API Management connections provide intelligent defaults and follow API Management standard conventions:
SettingDefault value
List Deployments endpoint/deployments
Get Deployment endpoint/deployments/{deploymentName}
ProviderAzureOpenAI
Configuration priority:
  1. Explicit metadata values (highest priority).
  2. API Management standard defaults (fallback).
Authentication methods:
  • API Key — Standard subscription key authentication.
  • Microsoft Entra ID — Enterprise identity integration.

Model Gateway connection

Model Gateway connections provide a unified interface for connecting to various AI model providers. These connections support both static and dynamic model discovery:
  • Static discovery — Models are predefined in the connection metadata. Best for fixed deployments and enterprise-approved model lists.
  • Dynamic discovery — Models are discovered at runtime using API endpoints. Best for frequently changing deployments and provider-managed catalogs.
Supported authentication types are API key and OAuth 2.0. API keys are stored securely and referenced through the credential system.

Troubleshoot common issues

IssueResolution
Connection shows Inactive statusVerify the gateway endpoint URL is reachable and authentication credentials are valid.
Agent returns model not found errorConfirm the FOUNDRY_MODEL_DEPLOYMENT_NAME value uses the correct format: <connection-name>/<model-name>.
Timeout errors from the gatewayCheck that your gateway endpoints are accessible from the Agent Service network. For private networks, see the network isolation guidance in the Limitations section.
Authentication failuresFor API Management, verify your subscription key.
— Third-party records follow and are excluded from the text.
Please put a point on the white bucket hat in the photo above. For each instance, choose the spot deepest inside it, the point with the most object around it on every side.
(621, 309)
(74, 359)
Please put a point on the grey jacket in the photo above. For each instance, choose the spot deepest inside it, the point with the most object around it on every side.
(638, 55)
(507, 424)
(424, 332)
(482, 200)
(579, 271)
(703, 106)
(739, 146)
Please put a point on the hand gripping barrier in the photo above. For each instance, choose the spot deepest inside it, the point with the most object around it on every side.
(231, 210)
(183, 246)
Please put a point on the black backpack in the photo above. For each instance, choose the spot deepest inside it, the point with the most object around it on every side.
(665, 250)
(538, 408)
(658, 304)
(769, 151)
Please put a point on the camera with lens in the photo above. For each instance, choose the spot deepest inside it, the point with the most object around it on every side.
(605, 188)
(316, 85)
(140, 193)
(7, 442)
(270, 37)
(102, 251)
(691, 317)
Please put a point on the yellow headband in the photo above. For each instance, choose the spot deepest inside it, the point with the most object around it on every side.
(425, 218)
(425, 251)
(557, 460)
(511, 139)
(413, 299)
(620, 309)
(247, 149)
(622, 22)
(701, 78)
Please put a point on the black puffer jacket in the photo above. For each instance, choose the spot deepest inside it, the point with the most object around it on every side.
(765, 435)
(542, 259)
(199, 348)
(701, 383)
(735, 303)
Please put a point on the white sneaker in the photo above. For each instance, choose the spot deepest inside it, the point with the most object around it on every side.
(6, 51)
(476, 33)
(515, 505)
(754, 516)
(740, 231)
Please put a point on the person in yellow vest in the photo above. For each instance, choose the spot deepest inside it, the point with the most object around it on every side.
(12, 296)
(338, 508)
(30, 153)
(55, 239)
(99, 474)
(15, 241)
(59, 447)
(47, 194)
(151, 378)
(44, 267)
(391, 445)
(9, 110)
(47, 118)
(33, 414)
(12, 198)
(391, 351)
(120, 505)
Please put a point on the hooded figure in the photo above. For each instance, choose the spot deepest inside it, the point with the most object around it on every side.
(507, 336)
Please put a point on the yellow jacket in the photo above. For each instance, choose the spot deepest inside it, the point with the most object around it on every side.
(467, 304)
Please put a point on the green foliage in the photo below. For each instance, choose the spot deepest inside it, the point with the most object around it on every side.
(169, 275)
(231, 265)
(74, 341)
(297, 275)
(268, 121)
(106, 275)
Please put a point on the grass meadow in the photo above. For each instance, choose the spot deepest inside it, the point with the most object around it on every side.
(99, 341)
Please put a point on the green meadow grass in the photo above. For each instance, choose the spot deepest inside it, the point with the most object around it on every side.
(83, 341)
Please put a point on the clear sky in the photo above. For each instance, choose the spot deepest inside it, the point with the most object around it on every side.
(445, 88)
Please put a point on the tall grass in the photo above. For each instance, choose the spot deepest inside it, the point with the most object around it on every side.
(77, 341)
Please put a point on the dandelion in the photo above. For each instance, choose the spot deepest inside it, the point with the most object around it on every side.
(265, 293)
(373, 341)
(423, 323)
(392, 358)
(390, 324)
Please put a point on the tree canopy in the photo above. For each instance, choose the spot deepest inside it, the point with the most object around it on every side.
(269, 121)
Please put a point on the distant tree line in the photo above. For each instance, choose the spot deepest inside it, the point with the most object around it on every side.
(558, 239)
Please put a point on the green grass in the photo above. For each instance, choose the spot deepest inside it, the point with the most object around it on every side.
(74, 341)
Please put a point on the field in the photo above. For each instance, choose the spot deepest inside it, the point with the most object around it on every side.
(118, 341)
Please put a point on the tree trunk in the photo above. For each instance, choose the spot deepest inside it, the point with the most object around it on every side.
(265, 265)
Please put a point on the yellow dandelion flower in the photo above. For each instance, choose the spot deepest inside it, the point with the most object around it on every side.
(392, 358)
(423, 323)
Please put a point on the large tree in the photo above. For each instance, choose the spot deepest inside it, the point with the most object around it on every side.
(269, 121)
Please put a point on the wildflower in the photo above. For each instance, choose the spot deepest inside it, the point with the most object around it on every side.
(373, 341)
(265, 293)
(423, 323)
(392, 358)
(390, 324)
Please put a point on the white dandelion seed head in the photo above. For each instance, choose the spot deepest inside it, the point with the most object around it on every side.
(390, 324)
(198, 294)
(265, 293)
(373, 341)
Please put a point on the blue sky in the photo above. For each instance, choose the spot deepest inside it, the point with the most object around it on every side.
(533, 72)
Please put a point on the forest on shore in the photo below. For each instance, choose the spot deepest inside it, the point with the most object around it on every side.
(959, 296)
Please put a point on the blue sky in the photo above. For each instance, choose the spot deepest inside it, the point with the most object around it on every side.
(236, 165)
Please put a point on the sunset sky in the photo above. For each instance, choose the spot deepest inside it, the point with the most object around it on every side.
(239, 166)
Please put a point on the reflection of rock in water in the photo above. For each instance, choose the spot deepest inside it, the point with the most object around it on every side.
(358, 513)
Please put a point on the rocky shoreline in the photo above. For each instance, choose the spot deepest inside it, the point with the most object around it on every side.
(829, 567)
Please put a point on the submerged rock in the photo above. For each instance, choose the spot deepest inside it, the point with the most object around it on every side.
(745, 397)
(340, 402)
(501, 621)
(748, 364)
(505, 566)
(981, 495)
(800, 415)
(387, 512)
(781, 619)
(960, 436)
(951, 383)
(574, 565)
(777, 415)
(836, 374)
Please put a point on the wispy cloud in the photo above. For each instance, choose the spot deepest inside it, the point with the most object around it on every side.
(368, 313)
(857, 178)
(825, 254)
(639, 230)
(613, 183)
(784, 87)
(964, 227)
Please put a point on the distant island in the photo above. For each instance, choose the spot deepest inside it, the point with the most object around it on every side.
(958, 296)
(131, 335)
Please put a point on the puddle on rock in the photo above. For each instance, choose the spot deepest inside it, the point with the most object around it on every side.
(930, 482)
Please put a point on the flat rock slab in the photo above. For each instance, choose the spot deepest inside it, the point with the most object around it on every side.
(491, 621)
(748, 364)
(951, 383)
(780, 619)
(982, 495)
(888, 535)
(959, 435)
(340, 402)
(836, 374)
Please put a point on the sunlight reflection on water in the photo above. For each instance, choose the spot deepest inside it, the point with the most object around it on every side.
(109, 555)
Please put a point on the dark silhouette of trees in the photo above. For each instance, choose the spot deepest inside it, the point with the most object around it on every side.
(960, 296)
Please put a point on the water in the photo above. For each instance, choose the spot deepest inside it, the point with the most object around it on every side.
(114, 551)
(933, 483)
For Model Gateway, verify the API key or OAuth 2.0 configuration.

Supported configurations

  • Only prompt agents in the Agent SDK support this feature.
  • Supported agent tools: Code Interpreter, Functions, File Search, OpenAPI, Foundry IQ, SharePoint Grounding, Fabric Data Agent, MCP, and Browser Automation.
  • Supported networking configurations:
    • Public networking is supported for both API Management and self-hosted gateways.
    • For full network isolation:
      • API Management as your AI gateway: Deploy Foundry and API Management together using this GitHub template.
      • Self-hosted gateway: Ensure your gateway endpoints are accessible inside the virtual network used by Agent Service.